Google’s translate has always been a useful tool for awkward gists of short texts. The method used was based on building a phrase-based statistical translation model. To do this, you gather up “parallel” texts that are existing, human, translations. You then “align” them by trying to find the most likely corresponding phrases in each sentence or sets of sentences. Often, between languages, fewer or more sentences will be used to express the same ideas. Once you have that collection of phrasal translation candidates, you can guess the most likely translation of a new sentence by looking up the sequence of likely phrase groups that correspond to that sentence. IBM was the progenitor of this approach in the late 1980’s.

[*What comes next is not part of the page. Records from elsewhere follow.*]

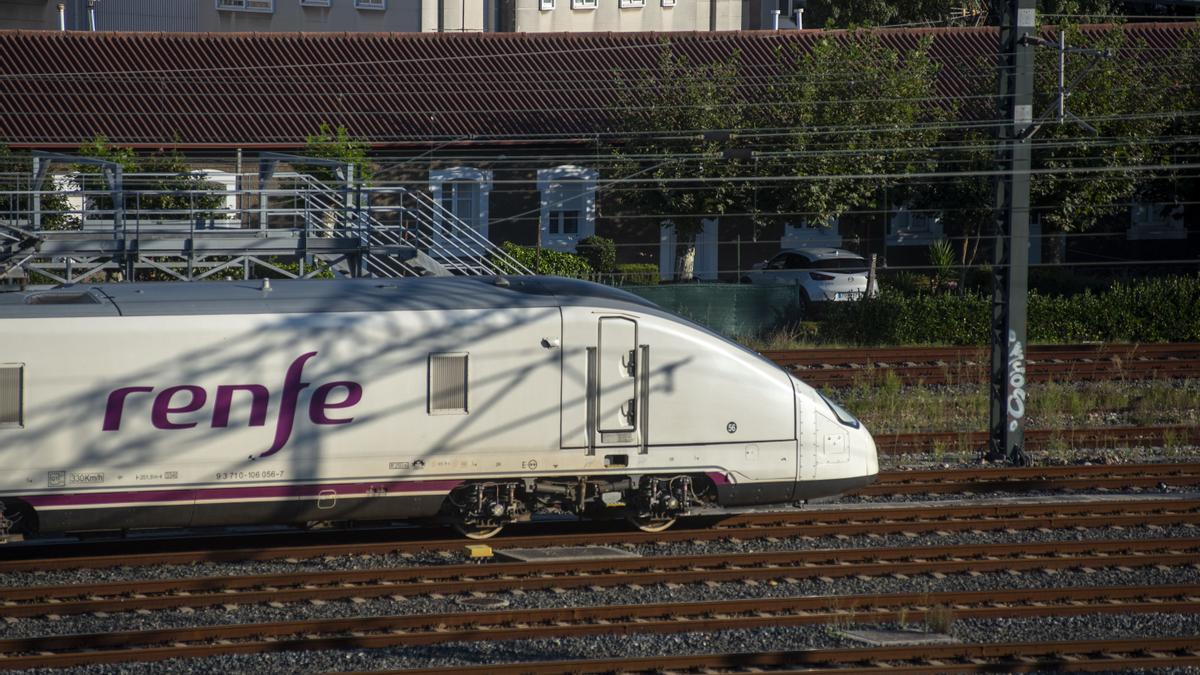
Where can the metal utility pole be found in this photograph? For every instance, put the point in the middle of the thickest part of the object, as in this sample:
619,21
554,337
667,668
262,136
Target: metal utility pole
1011,268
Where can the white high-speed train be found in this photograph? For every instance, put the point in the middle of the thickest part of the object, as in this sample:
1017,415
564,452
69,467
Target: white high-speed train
478,401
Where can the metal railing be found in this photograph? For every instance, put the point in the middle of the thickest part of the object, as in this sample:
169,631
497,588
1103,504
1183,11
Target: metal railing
198,233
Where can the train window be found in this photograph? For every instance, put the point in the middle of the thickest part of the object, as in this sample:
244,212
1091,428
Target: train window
12,395
448,383
840,413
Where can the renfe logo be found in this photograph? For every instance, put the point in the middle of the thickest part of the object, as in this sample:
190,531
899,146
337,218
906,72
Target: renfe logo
168,402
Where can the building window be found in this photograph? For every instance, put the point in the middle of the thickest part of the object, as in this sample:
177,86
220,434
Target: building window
462,192
246,5
568,205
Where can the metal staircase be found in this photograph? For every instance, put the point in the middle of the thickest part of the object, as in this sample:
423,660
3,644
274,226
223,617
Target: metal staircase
353,231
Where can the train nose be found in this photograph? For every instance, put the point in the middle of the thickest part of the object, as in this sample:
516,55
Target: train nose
868,451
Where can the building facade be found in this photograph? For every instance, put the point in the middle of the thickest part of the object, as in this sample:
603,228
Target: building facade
373,16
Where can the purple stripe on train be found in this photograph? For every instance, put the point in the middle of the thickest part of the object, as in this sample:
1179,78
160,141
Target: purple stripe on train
186,399
241,493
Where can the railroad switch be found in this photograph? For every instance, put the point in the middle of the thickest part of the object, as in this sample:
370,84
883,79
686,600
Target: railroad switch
479,551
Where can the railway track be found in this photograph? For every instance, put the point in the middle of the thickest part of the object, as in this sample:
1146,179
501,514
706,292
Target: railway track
994,657
942,365
1035,478
787,567
375,632
1043,438
814,521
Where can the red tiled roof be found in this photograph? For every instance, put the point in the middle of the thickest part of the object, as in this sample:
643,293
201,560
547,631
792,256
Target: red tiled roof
58,89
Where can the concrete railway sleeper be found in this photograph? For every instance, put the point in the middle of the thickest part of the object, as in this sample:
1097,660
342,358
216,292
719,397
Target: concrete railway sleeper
995,657
151,595
917,518
373,632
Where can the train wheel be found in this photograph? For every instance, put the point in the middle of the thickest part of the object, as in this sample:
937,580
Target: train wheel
478,531
649,524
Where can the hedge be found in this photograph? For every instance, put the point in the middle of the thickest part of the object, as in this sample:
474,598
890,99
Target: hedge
1150,310
556,263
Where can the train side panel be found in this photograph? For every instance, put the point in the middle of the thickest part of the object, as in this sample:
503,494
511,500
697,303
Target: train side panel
271,417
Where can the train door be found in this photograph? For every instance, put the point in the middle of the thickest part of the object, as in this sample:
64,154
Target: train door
617,393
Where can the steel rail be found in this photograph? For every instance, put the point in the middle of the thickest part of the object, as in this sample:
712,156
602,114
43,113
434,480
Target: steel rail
1042,438
942,365
1023,479
910,518
993,657
375,632
873,356
448,579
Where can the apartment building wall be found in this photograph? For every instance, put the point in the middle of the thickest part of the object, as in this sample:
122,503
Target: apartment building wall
618,16
217,15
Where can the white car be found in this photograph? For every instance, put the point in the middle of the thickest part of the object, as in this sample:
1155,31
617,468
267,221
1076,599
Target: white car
823,274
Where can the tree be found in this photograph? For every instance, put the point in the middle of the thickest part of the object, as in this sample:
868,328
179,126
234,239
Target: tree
853,112
1122,97
162,185
679,119
1182,101
337,144
16,202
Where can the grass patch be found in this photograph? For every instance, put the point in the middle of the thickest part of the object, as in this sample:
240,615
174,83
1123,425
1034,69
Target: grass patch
887,406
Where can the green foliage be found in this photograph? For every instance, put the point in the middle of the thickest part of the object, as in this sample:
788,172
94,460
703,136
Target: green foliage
174,191
600,252
99,148
941,257
1115,96
15,177
183,189
331,143
669,107
843,126
552,263
637,274
1150,310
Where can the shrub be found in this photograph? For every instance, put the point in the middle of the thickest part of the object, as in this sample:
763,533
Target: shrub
600,252
1149,310
553,263
637,274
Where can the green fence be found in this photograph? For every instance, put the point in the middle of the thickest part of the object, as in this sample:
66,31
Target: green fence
729,309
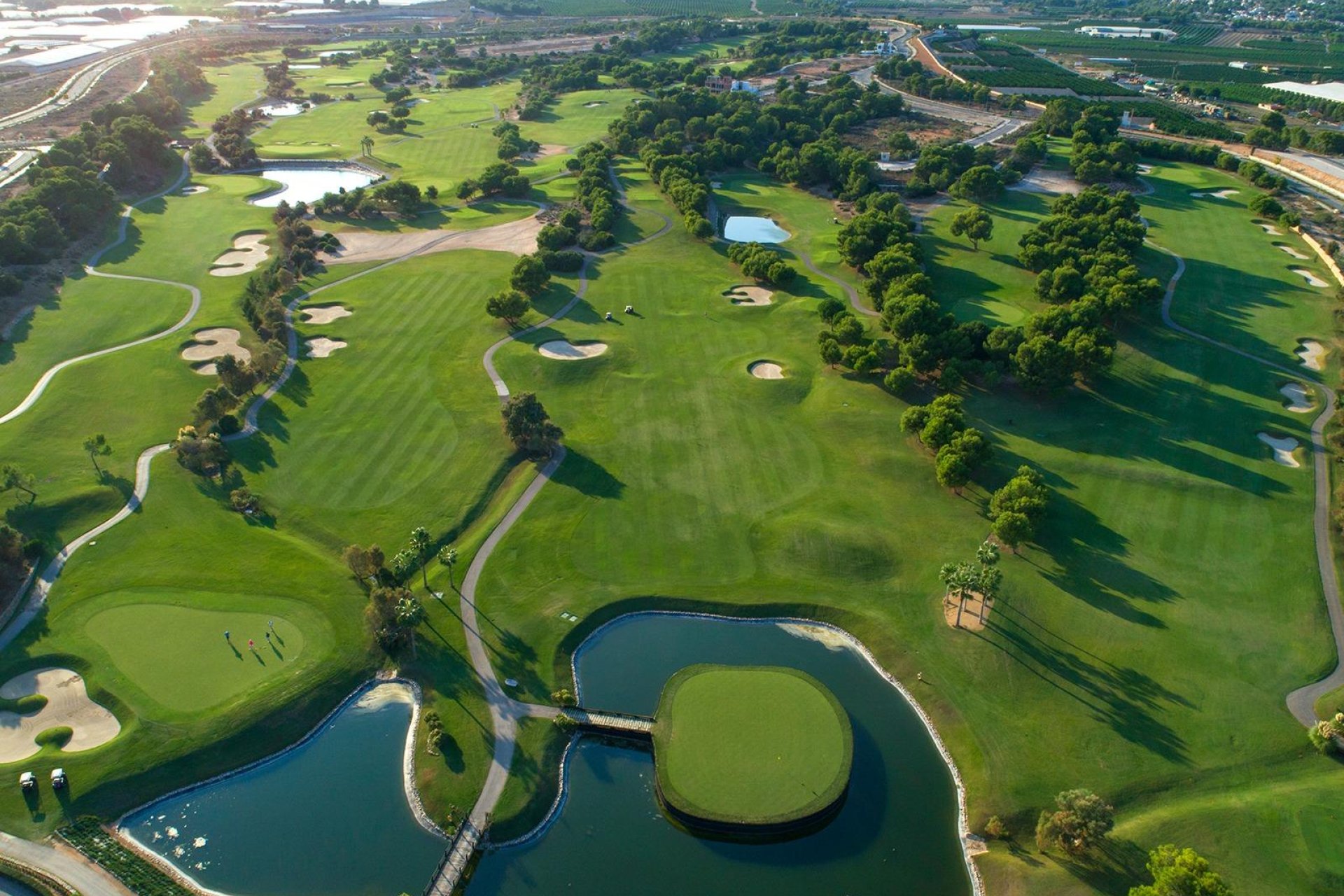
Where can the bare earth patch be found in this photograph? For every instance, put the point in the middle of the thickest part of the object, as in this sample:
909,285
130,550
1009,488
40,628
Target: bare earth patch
209,344
69,706
323,347
246,255
1282,447
749,296
518,237
1312,355
765,371
562,349
1312,280
324,314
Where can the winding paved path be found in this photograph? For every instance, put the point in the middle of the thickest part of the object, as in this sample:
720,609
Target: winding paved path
89,269
1301,701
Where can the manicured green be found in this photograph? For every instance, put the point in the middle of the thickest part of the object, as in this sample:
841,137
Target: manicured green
750,745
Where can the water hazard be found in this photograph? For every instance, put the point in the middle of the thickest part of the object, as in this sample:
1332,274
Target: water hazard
895,834
328,818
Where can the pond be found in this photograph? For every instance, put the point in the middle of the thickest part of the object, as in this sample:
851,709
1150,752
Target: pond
309,184
328,818
741,229
895,833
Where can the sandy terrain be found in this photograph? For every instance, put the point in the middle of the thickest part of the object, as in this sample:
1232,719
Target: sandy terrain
209,344
1312,355
246,255
562,349
324,314
1298,399
67,706
749,296
323,347
1312,280
765,371
1282,448
1049,182
518,237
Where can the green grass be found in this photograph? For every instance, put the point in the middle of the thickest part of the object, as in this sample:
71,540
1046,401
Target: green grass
750,745
176,652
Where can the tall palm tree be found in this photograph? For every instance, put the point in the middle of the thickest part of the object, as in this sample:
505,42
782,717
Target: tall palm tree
409,614
420,545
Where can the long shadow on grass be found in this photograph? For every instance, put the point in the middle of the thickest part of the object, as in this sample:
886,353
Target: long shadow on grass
1119,696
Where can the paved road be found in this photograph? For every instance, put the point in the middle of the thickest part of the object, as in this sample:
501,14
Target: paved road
62,864
1301,701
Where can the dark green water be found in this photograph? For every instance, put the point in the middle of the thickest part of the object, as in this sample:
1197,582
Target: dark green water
895,834
328,818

It’s simple and elegant, but it always was criticized for telling us very little about language. Other methods that use techniques like interlingual transfer and parsers showed a more linguist-friendly face. In these methods, the source language is parsed into a parse tree and then that parse tree is converted into a generic representation of the meaning of the sentence. Next a generator uses that representation to create a surface form rendering in the target language. The interlingua must be like the deep meaning of linguistic theories, though the computer science versions of it tended to look a lot like ontological representations with fixed meanings. Flexibility was never the strong suit of these approaches, but their flaws were much deeper than just that.

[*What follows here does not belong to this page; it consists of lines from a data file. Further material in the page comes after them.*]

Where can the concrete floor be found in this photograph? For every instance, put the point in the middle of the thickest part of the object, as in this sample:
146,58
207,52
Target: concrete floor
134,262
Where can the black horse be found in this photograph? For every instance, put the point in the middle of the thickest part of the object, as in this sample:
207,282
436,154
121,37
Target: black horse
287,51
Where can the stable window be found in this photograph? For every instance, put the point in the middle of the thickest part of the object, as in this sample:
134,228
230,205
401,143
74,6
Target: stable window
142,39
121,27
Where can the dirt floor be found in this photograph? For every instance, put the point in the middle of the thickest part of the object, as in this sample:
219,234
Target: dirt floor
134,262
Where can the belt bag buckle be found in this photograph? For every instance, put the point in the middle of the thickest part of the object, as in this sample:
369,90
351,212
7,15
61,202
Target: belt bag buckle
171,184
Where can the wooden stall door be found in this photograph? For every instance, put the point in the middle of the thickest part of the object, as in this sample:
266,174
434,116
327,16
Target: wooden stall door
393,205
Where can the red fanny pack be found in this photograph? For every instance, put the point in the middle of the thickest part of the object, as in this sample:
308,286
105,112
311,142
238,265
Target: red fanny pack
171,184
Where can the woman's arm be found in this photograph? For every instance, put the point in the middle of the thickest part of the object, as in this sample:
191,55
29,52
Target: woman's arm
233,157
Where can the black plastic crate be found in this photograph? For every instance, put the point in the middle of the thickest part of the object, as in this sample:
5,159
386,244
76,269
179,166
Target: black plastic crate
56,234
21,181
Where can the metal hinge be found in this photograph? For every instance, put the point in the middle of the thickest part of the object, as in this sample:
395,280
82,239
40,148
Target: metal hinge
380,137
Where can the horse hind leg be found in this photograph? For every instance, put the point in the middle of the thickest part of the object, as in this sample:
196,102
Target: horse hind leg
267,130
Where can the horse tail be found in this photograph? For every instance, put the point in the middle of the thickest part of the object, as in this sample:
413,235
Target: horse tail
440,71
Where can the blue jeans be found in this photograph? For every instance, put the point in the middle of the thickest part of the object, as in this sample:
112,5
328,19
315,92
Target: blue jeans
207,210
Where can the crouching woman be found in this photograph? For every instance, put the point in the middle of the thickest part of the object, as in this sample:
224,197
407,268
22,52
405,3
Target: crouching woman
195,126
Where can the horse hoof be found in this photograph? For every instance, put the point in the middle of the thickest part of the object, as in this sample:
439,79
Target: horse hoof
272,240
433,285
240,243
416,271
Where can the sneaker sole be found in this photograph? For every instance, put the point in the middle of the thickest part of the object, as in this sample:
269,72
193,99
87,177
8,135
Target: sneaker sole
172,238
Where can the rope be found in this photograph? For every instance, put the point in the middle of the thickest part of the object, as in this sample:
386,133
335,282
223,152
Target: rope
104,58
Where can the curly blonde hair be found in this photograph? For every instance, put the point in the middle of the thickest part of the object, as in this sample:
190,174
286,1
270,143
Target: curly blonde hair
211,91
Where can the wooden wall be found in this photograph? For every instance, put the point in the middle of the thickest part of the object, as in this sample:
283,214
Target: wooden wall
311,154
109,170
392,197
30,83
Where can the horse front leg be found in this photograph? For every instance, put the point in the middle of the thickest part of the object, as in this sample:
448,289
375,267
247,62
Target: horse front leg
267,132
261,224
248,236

For one, nobody was able to build a robust parser for any particular language. Next, the ontology was never vast enough to accommodate the rich productivity of real human language. Generators, being the inverse of the parser, remained only toy projects in the computational linguistic community. And, at the end of the day, no functional systems were built.
Instead, the statistical methods plodded along but had their own limitations. For instance, the translation of a never-before-seen sentence consisting of never-before-seen phrases, is the null set. Rare and strange words in the data have problems too, because they have very low probabilities and are swamped by well-represented candidates that lack the nuances of the rarer form. The model doesn’t care, of course; the probabilities rule everything. So you need more and more data. But then you get noisy data mixed in with the good data that distorts the probabilities. And you have to handle completely new words and groupings like proper nouns and numbers that are due to the unique productivity of these classes of forms.

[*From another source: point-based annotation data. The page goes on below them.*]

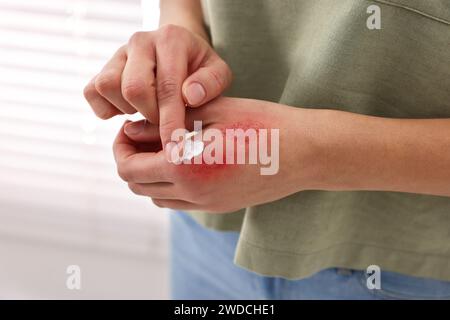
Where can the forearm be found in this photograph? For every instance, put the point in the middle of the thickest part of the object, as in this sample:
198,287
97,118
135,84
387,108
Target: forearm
358,152
184,13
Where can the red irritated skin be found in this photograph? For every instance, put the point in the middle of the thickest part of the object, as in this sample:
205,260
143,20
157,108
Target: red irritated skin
220,187
199,168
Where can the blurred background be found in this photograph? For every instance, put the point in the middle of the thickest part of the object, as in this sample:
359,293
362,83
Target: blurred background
61,201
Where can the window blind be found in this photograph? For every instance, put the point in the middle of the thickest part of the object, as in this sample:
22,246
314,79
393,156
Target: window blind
58,181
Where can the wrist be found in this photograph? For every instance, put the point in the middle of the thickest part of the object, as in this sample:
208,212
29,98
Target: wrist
311,148
187,14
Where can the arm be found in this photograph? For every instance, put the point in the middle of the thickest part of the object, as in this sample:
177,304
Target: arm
318,150
185,13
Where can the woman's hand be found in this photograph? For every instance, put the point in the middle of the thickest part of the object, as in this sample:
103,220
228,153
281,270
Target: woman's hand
157,74
221,187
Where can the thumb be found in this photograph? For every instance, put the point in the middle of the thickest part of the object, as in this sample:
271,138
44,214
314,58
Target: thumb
207,82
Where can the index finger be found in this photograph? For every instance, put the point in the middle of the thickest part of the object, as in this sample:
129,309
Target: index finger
172,68
138,167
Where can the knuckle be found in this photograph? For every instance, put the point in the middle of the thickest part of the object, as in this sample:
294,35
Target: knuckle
89,92
107,81
219,76
123,172
137,37
158,202
104,113
167,89
134,89
169,31
135,188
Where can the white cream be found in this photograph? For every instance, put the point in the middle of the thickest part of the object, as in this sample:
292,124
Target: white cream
192,148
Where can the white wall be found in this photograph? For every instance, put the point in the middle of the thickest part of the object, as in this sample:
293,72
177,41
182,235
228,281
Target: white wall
61,201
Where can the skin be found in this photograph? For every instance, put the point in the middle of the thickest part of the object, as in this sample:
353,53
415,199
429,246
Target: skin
158,73
217,187
319,149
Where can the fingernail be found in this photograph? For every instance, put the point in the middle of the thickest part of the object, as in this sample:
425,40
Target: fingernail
172,153
134,128
195,93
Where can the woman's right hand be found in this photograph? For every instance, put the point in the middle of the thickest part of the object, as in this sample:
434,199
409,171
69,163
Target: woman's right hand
158,73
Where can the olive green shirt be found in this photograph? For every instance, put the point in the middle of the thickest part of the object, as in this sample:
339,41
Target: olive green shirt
321,54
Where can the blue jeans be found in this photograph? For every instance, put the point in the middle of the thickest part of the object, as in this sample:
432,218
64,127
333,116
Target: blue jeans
202,268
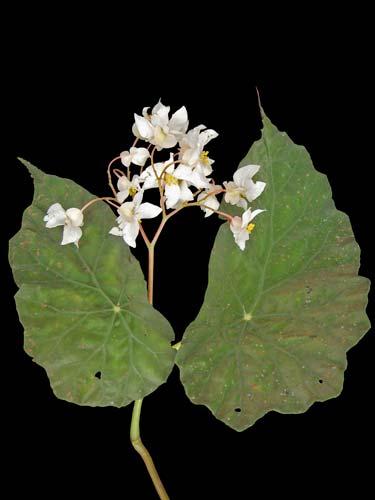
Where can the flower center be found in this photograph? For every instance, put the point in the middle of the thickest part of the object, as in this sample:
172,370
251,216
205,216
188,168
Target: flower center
203,157
170,179
159,135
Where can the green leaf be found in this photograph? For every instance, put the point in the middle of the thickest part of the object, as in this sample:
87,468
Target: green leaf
278,318
85,312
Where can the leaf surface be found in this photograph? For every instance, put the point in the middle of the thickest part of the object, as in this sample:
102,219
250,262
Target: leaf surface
85,311
278,318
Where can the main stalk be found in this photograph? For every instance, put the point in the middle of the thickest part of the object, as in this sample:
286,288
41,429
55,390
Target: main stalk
135,436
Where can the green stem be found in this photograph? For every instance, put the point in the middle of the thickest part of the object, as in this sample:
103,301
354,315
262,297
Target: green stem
135,435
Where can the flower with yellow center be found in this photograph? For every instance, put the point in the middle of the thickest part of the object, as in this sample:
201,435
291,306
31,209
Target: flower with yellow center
192,151
130,216
71,219
241,227
126,187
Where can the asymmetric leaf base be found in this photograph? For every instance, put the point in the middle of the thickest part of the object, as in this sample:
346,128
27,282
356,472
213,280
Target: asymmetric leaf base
275,326
278,318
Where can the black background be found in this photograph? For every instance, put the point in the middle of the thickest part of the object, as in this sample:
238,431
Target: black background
72,99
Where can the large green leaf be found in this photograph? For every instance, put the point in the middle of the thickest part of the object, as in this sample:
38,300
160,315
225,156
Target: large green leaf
278,318
85,312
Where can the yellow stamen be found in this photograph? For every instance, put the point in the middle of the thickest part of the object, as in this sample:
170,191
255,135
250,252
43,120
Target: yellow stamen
204,157
169,179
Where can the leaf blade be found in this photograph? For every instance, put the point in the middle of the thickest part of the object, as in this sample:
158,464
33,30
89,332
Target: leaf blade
296,279
85,312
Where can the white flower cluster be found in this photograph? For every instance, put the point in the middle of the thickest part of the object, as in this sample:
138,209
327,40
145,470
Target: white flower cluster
182,180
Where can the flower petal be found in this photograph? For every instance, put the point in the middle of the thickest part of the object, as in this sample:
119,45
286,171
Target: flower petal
211,202
206,136
143,126
126,158
148,211
130,233
185,193
172,194
247,216
139,156
123,183
56,216
179,121
116,231
75,216
161,110
137,200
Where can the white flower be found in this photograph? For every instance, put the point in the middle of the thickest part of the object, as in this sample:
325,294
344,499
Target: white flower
241,227
131,214
158,129
192,149
243,189
126,187
210,203
138,156
174,181
71,219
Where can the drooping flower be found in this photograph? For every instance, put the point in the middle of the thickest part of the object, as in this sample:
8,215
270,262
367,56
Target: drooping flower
138,156
127,187
241,227
71,219
130,216
192,151
243,189
210,202
158,129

So, where to go from here? For Google and its recent commitment to Deep Learning, the answer was to apply Deep Learning Neural Network approaches. The approach threw every little advance of recent history at the problem to pretty good effect. For instance, to cope with novel and rare words, they broke the input text up into sub-word letter groupings. The segmentation of the groupings was based, itself, on a learned model of the most common break-ups of terms, though they didn’t necessarily correspond to syllables or other common linguistic expectations. Sometimes they also used character-level models. The models were then combined into an ensemble, which is a common way of overcoming brittleness and overtraining on subsets of the data set. They used GPUs in some cases as well as reduced-precision arithmetic to speed-up the training of the models. They also used an attention-based intermediary between the encoder layers and the decoder layers to limit the influence of the broader context within a sentence.
The results improved translation quality by as much as 60% over the baseline phrase-based approach and, interestingly, showed a close approach to the average human translator’s performance. Is this enough? Not at all. You are not going to translate poetry this way any time soon. The productiveness of human language and the open classes of named entities remain a barrier. The subtleties of pragmatics might still vex any data driven approach—at least until there are a few examples in the corpora. And there might need to be a multi-sensory model somehow merged with the purely linguistic one to help manage some translation candidates. For instance, knowing the way in which objects fall could help move a translation from “plummeted” to “settled” to the ground.
Still, data-driven methods continue to reshape the intelligent machines of the future.